La Chambre des communes, convoquée jeudi en urgence, ne votera
finalement pas sur l’autorisation d’une intervention militaire, qui devrait
faire l’objet d’un deuxième vote ultérieurement, une fois connus les résultats
de l’enquête de l’ONU sur l’attaque présumée aux armes chimiques en Syrie.
Le Premier ministre
britannique David Cameron avait tenté mercredi de désamorcer les inquiétudes de
parlementaires encore hantés par la guerre en Irak, en s’engageant à attendre
le rapport des inspecteurs de l’ONU avant toute décision sur une action militaire
en Syrie.
De son côté, Barack
Obama a indiqué mercredi soir qu’il n’avait «pas encore pris de décision»,
alors que le Congrès le presse de s'exprimer publiquement sur ses intentions.

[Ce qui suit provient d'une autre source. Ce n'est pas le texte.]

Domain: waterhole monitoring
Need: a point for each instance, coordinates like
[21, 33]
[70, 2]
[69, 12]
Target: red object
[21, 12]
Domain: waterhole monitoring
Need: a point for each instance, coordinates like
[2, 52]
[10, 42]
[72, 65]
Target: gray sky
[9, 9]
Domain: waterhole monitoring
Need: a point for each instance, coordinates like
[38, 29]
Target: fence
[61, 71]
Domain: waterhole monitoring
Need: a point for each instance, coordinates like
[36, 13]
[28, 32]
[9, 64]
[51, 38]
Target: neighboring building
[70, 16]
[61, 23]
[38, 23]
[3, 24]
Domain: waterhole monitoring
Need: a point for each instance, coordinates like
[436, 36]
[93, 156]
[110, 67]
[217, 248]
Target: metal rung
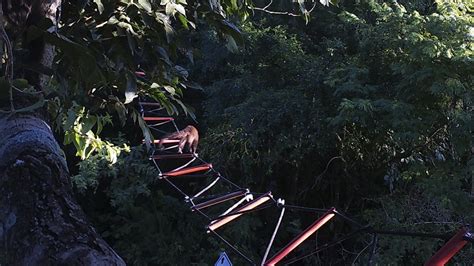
[173, 156]
[301, 237]
[218, 200]
[453, 246]
[166, 141]
[239, 211]
[188, 170]
[150, 118]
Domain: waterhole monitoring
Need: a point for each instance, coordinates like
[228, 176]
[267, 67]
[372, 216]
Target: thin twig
[9, 60]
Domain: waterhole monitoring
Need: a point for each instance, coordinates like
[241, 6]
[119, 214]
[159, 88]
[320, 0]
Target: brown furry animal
[188, 136]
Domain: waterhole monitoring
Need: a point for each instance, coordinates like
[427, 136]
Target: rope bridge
[190, 165]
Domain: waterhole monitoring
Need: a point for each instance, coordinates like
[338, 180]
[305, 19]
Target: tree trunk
[40, 222]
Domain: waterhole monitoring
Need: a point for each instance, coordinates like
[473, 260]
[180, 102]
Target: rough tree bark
[40, 222]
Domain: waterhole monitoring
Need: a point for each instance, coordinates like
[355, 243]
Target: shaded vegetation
[368, 108]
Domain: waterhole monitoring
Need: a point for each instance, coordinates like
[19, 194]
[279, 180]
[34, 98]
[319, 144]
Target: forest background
[363, 105]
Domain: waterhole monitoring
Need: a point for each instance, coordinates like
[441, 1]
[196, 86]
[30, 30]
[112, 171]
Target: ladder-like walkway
[189, 165]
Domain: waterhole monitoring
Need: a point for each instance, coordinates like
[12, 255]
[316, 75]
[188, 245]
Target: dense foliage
[367, 107]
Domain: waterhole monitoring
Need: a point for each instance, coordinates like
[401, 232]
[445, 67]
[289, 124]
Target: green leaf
[131, 89]
[145, 4]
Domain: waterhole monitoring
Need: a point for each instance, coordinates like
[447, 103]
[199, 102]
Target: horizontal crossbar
[188, 170]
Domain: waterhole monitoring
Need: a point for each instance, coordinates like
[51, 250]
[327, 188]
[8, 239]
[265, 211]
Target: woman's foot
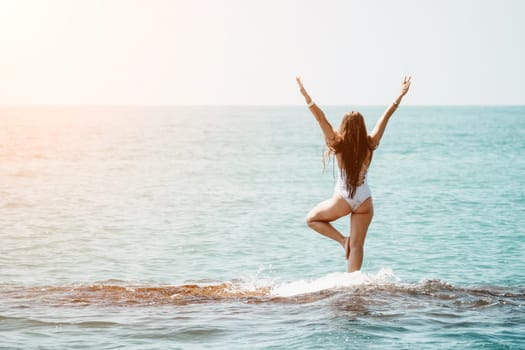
[347, 247]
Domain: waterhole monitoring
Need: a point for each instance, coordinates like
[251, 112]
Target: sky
[248, 52]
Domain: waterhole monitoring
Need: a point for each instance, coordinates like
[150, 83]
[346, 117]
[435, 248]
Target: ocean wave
[382, 286]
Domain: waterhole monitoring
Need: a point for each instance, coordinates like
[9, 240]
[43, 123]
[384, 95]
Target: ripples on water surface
[184, 228]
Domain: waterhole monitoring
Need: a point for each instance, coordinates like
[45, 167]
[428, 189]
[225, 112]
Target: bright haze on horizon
[242, 52]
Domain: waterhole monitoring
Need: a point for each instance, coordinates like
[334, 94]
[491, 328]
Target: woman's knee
[312, 218]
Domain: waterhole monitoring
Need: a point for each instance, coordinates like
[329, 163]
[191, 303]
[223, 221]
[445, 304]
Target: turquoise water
[184, 228]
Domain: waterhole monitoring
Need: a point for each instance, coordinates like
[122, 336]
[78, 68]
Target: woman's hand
[405, 85]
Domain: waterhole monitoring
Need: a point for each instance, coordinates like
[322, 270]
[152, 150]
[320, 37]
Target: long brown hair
[355, 147]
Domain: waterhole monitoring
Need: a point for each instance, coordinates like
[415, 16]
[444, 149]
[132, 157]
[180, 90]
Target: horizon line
[238, 105]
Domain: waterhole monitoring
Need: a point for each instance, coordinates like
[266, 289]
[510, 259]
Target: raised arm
[379, 129]
[327, 129]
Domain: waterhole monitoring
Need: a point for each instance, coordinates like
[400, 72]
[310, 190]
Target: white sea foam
[333, 280]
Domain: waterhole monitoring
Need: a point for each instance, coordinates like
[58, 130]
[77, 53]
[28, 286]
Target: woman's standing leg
[360, 220]
[325, 212]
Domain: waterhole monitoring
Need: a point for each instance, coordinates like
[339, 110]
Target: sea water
[183, 228]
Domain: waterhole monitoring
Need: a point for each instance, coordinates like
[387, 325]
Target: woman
[353, 149]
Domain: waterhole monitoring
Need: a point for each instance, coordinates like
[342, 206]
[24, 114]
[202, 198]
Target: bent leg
[360, 220]
[323, 213]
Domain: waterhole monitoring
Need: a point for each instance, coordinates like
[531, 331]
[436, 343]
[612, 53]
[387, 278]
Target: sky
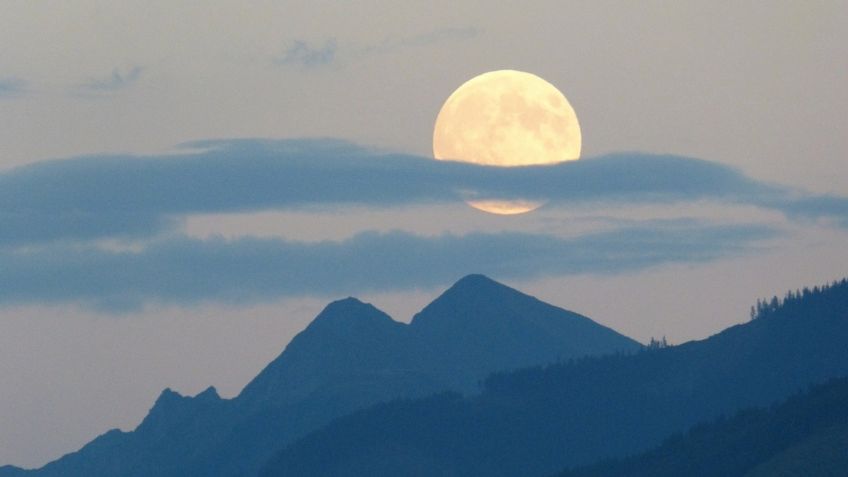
[184, 186]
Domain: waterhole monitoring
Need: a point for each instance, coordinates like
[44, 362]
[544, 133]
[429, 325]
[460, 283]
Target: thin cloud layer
[183, 270]
[142, 196]
[11, 87]
[117, 81]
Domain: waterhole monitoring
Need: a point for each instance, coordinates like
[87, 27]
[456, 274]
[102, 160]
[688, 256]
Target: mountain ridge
[539, 420]
[350, 356]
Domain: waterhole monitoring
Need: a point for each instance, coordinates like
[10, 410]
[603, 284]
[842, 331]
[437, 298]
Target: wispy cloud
[12, 87]
[306, 54]
[130, 196]
[301, 53]
[117, 81]
[185, 271]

La perspective d’une intervention à très court terme semble
s’éloigner.
Boehner attaque
Après être resté en
retrait pendant plusieurs jours, le président républicain de la Chambre des
représentants américains, John Boehner, a appelé mercredi le président Barack
Obama à révéler publiquement ses projets de frappes militaires contre la Syrie. «Il est essentiel que vous fournissiez une explication
claire et sans ambiguïté sur la façon dont une action militaire, qui est un
moyen et non une politique, permettra d’atteindre les objectifs américains et
comment elle s’articule avec votre politique globale», écrit dans une lettre
ouverte John Boehner, l’homme le plus puissant du Congrès. «Je demande
respectueusement que vous défendiez personnellement, en tant que commandant en
chef, votre plan devant les Américains et le Congrès», ajoute-t-il,
en énumérant 14 questions.
«Quel résultat l’administration espère-t-elle obtenir?» demande-t-il ainsi. «Votre administration lancera-t-elle des
frappes si des armes chimiques sont utilisées à plus petite échelle?»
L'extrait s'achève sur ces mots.